Chatbots (MobileMonkey, ChatterOn, Bold360)

Currently, chatbots are essentially advanced web forms that are filled out in a conversation format. But they’re already unmatched in a few important areas.

  • Helping users navigate large websites to quickly find out what they want.
  • Answering customer support questions immediately at any hour.
  • Automating lead generation and registration.

These strengths are relevant to most businesses. But not all chatbots have the same capabilities.

  • MobileMonkey is a good platform to learn on because it has a free option. You can test the functionality of your chatbot in real time.
  • Bold360 ItsAlive are more advanced options that facilitate longer conversations. However they are more expensive

Chatbots are a nice-to-have, but they won’t create success on their own. Remember to cover your most important bases first–whichever those may be for your niche.
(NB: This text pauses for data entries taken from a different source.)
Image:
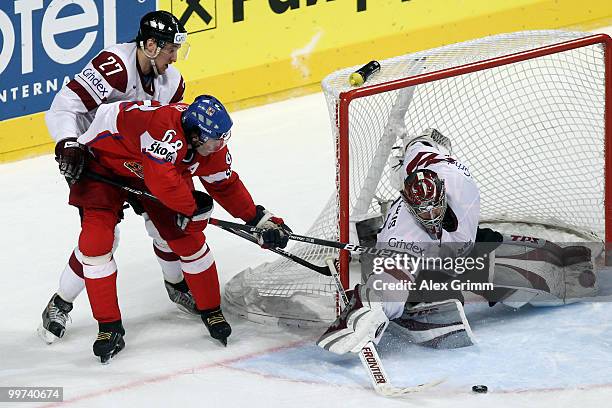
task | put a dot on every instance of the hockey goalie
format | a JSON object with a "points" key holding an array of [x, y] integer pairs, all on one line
{"points": [[434, 222]]}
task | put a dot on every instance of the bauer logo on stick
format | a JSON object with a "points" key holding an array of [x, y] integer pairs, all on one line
{"points": [[358, 77]]}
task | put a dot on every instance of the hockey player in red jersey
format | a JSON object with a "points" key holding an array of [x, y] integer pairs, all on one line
{"points": [[159, 148], [436, 217], [139, 70]]}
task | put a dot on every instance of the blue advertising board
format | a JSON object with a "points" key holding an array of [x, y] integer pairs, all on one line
{"points": [[44, 43]]}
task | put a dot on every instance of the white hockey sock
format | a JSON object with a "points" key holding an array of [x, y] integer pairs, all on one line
{"points": [[71, 284], [170, 262]]}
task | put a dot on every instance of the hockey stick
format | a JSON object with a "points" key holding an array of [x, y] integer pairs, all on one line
{"points": [[323, 270]]}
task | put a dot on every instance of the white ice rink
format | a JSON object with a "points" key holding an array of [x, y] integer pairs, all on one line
{"points": [[534, 357]]}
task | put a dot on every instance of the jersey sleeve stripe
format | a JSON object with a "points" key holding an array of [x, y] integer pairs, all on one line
{"points": [[82, 93]]}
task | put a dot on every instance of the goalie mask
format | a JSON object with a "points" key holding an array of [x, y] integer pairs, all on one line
{"points": [[207, 118], [425, 197]]}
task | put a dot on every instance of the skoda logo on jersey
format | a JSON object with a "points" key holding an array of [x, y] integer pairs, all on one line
{"points": [[43, 44]]}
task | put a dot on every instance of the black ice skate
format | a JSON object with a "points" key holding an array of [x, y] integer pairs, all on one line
{"points": [[54, 316], [109, 341], [179, 293], [216, 324]]}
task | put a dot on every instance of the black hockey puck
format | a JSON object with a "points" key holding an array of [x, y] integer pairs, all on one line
{"points": [[480, 389]]}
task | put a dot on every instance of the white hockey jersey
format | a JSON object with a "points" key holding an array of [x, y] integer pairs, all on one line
{"points": [[113, 75], [403, 232]]}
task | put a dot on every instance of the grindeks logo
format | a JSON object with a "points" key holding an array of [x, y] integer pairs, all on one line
{"points": [[44, 43]]}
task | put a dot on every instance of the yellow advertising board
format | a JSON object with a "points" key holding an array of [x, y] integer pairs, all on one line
{"points": [[251, 51]]}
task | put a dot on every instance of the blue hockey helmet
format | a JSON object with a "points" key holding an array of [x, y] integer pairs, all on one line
{"points": [[210, 120]]}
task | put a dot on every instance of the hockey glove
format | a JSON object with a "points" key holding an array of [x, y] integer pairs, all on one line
{"points": [[276, 234], [198, 221], [72, 157]]}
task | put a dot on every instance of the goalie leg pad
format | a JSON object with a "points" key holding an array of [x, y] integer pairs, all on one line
{"points": [[362, 320], [439, 325]]}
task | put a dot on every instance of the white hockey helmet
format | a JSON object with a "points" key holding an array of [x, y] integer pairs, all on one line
{"points": [[425, 197]]}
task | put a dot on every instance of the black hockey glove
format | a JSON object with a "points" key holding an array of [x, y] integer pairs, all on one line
{"points": [[276, 234], [71, 157], [198, 221]]}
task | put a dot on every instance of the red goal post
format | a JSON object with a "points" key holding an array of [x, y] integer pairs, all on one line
{"points": [[349, 96]]}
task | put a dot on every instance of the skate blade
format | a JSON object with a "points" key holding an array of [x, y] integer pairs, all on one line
{"points": [[46, 335]]}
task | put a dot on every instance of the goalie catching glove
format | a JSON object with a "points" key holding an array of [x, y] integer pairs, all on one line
{"points": [[71, 157], [276, 234], [198, 221]]}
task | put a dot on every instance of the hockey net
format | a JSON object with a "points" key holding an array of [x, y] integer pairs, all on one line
{"points": [[525, 111]]}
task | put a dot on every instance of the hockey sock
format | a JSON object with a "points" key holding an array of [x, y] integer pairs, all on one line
{"points": [[200, 274]]}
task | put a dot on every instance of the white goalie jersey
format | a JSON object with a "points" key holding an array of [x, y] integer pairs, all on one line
{"points": [[403, 232], [113, 75]]}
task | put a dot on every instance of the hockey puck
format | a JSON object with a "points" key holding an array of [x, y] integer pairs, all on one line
{"points": [[480, 389]]}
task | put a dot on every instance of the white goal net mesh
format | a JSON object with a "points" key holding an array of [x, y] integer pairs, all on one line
{"points": [[531, 133]]}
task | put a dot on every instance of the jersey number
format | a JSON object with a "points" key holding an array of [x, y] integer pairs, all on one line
{"points": [[111, 63]]}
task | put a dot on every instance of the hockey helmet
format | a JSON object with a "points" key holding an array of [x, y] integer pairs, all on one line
{"points": [[425, 196], [210, 120], [163, 27]]}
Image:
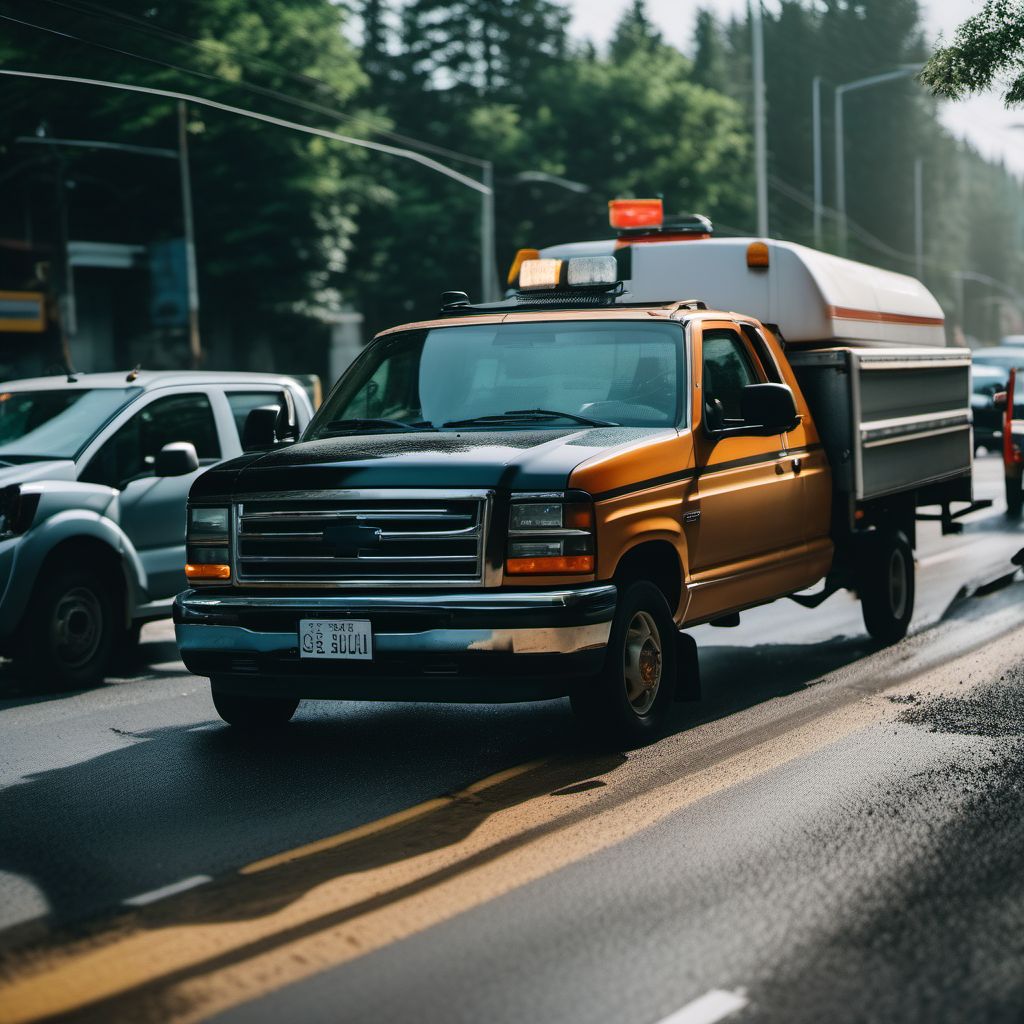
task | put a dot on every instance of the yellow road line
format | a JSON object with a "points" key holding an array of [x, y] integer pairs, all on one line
{"points": [[197, 954], [390, 821]]}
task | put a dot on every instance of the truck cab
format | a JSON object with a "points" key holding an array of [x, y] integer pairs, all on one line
{"points": [[531, 500]]}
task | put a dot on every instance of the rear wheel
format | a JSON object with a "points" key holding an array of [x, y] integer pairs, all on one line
{"points": [[254, 713], [1015, 495], [68, 633], [887, 585], [630, 702]]}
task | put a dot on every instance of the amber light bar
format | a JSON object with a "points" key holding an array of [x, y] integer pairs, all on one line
{"points": [[550, 564], [203, 570]]}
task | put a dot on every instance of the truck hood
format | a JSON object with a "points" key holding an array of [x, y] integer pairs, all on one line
{"points": [[25, 472], [516, 460]]}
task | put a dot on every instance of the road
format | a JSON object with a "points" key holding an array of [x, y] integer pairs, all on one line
{"points": [[835, 832]]}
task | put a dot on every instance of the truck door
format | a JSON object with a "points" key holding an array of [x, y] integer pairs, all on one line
{"points": [[153, 509], [747, 545]]}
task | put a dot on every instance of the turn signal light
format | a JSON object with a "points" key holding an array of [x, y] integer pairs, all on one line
{"points": [[550, 564], [204, 570]]}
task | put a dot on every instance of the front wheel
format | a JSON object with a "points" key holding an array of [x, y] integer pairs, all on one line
{"points": [[1015, 496], [68, 634], [630, 702], [887, 585], [254, 713]]}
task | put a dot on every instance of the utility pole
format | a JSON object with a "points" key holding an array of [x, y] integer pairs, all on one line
{"points": [[841, 91], [195, 347], [919, 217], [760, 140], [816, 144]]}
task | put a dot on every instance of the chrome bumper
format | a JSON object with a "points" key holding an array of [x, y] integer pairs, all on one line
{"points": [[563, 622]]}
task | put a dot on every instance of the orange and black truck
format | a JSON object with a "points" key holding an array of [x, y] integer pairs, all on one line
{"points": [[536, 498]]}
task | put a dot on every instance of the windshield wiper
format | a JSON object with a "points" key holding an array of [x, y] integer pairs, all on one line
{"points": [[529, 416], [341, 426]]}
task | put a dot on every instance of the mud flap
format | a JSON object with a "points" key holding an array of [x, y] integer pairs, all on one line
{"points": [[688, 669]]}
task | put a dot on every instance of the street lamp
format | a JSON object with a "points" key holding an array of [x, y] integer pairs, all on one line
{"points": [[488, 267], [181, 156], [841, 91], [552, 179]]}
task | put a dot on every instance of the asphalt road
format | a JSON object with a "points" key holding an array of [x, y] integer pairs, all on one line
{"points": [[835, 832]]}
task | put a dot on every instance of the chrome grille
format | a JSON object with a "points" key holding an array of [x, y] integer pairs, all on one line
{"points": [[361, 539]]}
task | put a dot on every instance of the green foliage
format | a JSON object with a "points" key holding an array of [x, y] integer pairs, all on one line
{"points": [[987, 48]]}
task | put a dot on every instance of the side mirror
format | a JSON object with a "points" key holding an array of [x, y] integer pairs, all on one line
{"points": [[260, 430], [176, 459], [770, 408]]}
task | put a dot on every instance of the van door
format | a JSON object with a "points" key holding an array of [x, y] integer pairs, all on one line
{"points": [[747, 543]]}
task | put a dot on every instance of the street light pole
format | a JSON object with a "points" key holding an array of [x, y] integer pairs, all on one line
{"points": [[919, 217], [841, 91], [195, 348], [816, 144], [760, 133], [488, 262]]}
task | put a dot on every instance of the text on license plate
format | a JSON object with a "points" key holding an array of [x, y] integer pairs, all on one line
{"points": [[344, 638]]}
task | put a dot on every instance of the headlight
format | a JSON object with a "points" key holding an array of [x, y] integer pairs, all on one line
{"points": [[16, 510], [208, 543], [552, 537]]}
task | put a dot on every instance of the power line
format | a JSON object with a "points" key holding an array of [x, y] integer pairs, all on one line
{"points": [[206, 45], [418, 158]]}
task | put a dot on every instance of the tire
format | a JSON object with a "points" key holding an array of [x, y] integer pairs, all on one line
{"points": [[629, 704], [887, 585], [254, 714], [68, 634], [1015, 496]]}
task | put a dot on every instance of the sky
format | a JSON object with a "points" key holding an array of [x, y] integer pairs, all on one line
{"points": [[982, 120]]}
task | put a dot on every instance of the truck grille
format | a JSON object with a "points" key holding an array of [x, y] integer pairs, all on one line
{"points": [[360, 540]]}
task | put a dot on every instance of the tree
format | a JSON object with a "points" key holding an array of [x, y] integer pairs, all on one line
{"points": [[986, 48], [710, 66], [635, 33]]}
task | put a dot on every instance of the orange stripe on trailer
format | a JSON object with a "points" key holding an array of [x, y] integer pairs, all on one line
{"points": [[875, 316]]}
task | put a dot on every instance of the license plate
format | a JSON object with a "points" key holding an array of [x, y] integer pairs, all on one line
{"points": [[348, 639]]}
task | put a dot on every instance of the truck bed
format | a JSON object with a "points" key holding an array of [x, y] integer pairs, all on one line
{"points": [[892, 420]]}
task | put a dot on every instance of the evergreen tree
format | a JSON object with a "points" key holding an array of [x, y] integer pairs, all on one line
{"points": [[635, 33], [710, 65]]}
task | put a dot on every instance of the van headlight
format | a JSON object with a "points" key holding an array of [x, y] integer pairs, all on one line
{"points": [[208, 555], [551, 535]]}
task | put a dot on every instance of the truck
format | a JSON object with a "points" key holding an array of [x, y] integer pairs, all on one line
{"points": [[537, 498], [94, 473]]}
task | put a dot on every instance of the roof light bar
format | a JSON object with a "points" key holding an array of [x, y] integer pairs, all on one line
{"points": [[536, 274]]}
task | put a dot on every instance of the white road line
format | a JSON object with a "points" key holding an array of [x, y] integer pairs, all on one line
{"points": [[711, 1007], [172, 890]]}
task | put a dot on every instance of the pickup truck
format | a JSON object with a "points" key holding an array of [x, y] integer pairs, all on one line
{"points": [[534, 499], [94, 473]]}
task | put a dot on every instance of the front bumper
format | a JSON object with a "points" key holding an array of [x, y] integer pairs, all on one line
{"points": [[475, 646]]}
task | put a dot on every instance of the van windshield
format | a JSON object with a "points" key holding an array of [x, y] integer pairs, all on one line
{"points": [[55, 423], [509, 376]]}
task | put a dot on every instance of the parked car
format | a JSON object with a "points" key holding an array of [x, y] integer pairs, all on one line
{"points": [[1004, 357], [95, 469], [986, 381]]}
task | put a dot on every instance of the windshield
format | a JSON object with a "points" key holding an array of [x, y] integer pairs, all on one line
{"points": [[503, 376], [55, 424]]}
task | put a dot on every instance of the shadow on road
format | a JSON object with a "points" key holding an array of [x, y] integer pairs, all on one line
{"points": [[153, 659]]}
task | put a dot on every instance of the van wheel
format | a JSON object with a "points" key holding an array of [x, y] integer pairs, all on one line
{"points": [[629, 704], [68, 632], [1015, 496], [254, 713], [887, 585]]}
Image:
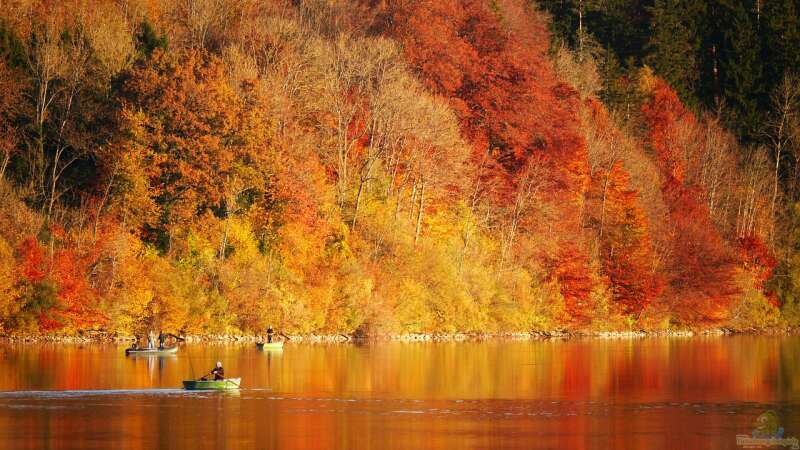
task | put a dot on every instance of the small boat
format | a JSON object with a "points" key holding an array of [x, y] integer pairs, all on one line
{"points": [[212, 385], [151, 351], [270, 345]]}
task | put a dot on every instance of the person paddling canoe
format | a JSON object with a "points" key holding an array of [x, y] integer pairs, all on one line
{"points": [[218, 372]]}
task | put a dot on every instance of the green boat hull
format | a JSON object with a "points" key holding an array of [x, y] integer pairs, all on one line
{"points": [[270, 345], [151, 351], [212, 385]]}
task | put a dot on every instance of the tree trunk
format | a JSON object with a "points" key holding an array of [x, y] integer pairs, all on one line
{"points": [[420, 212]]}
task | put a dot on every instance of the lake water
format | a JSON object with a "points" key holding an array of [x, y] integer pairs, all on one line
{"points": [[687, 393]]}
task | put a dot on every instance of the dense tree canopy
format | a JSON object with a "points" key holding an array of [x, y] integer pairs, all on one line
{"points": [[396, 166]]}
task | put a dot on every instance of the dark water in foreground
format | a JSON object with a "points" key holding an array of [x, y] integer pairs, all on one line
{"points": [[641, 394]]}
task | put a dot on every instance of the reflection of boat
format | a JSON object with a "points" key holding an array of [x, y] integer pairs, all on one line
{"points": [[151, 351], [212, 385], [270, 345]]}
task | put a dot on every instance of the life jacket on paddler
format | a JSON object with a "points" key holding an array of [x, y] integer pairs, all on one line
{"points": [[218, 372]]}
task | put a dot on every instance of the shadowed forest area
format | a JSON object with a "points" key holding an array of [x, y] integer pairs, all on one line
{"points": [[217, 166]]}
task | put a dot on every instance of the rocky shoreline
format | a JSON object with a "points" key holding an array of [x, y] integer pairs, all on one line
{"points": [[102, 337]]}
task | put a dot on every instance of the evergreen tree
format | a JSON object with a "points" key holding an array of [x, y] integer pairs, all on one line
{"points": [[780, 33], [733, 74], [674, 45]]}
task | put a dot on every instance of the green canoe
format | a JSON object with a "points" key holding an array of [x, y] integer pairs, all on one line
{"points": [[270, 345], [212, 385], [151, 351]]}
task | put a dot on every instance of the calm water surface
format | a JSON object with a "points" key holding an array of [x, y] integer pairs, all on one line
{"points": [[640, 394]]}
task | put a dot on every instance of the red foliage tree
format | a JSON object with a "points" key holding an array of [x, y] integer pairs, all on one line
{"points": [[490, 61], [700, 269]]}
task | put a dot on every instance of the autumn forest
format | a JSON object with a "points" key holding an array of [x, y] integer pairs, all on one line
{"points": [[368, 166]]}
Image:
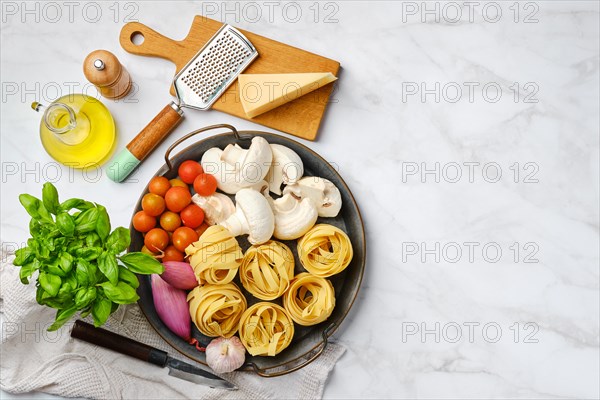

And Those Are Just to Start

To call back to the late great Billy Mays: “But wait…There’s more!”.

These are just the most popular platforms.

Depending on the availability of your creatives, you might find that it is easier for you to learn how to save an image for web yourself on Photoshop. Or you might need to use Canva to lay out your social media post in a similar circumstance.

The important thing is to never stop learning about digital marketing platforms. In my opinion, the most important trait for a digital marketer to have is initiative. Digital marketing agencies can never stop innovating. If you learn one thing from this post, it’s that this list would have been much shorter ten years ago and that it will be much longer in a few years. Remember—a digital marketer can never stop learning!